The two segments that represent secant squared are OJ and OD. We can draw a circle through J and D because both points are the radii of the circle with center at O.

The segments EJ and PD are also equal to tangent squared, of course.

### Bonus: Tangent to the Fourth Power

With the right triangle and altitude method, we can find some interesting values. One such value is the tangent to the fourth power. Figure 8 below shows segment PB, which is equal to \(\tan^{4}(49.939^{\circ}) = 2\). Curiously, the angle at which the tangent to the fourth power equals 2 is approximately 49.939° (approximately 0.87161 radians - that’ about \(\frac{\pi}{3.604}\)) and the segment PB is the diameter of the circle.

For angles other than 49.939°, point B will not be on the circle but the segment will cross the center of the circle.

Here are the construction steps for tangent to the fourth power.

First, construction PD which is equal to tangent squared. The steps were shown earlier.

Next, find point E that lies on the tangent at P such that PE = PD by drawing a circle with radius of PD and center at P.

Next, find point F such that PF = 1 by drawing a circle with radius PO and center at P.

Next, connect F and E with a segment.

Lastly, draw a perpendicular to FE at E. The intersection point B is the point we seek.

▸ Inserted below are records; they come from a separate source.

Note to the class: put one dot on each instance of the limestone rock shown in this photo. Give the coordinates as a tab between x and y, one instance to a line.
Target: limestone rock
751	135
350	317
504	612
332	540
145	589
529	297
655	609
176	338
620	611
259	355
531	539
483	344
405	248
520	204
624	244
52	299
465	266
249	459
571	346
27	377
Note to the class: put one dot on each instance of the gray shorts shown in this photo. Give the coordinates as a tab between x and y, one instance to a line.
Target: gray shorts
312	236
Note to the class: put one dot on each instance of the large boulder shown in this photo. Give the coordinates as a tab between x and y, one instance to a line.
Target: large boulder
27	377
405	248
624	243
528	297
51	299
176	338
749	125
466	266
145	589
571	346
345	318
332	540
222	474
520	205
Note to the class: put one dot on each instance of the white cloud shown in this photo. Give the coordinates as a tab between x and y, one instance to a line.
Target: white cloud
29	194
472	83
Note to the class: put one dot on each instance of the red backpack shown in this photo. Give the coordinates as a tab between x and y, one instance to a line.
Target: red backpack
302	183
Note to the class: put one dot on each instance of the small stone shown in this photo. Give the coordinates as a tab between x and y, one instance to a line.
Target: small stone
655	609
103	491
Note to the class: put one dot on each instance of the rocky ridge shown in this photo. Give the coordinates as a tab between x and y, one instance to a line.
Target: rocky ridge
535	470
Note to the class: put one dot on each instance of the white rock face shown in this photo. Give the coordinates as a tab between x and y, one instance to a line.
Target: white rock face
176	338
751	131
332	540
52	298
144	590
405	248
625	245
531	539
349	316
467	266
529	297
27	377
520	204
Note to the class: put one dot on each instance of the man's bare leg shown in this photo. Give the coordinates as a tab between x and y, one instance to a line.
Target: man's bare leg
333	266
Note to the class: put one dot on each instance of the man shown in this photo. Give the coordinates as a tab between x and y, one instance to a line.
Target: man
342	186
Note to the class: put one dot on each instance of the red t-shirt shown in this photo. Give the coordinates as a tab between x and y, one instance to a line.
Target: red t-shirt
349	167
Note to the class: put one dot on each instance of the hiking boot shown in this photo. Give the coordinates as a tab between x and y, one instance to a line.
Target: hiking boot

The triangle FEB is a right triangle with FP = 1 and PE equal to tangenent squared. That gives us \(\text{PB} = \tan^{4}\theta\).

Remember, point B will not be on the circle if the angle is not approximately 49.939° (or to be precise \(\arctan(\sqrt[4]{2})\). That was a special case. Otherwise we will have a scenario like below where point B is inside the circle for 0 < *θ* < 49.939°:

If \(\frac{\pi}{2}\) > *θ* > 49.939°, point B will lie outside the circle.

## Conclusion

These activities were a great way to visulize the basic trigonometric values and to extend them with the squares of the values.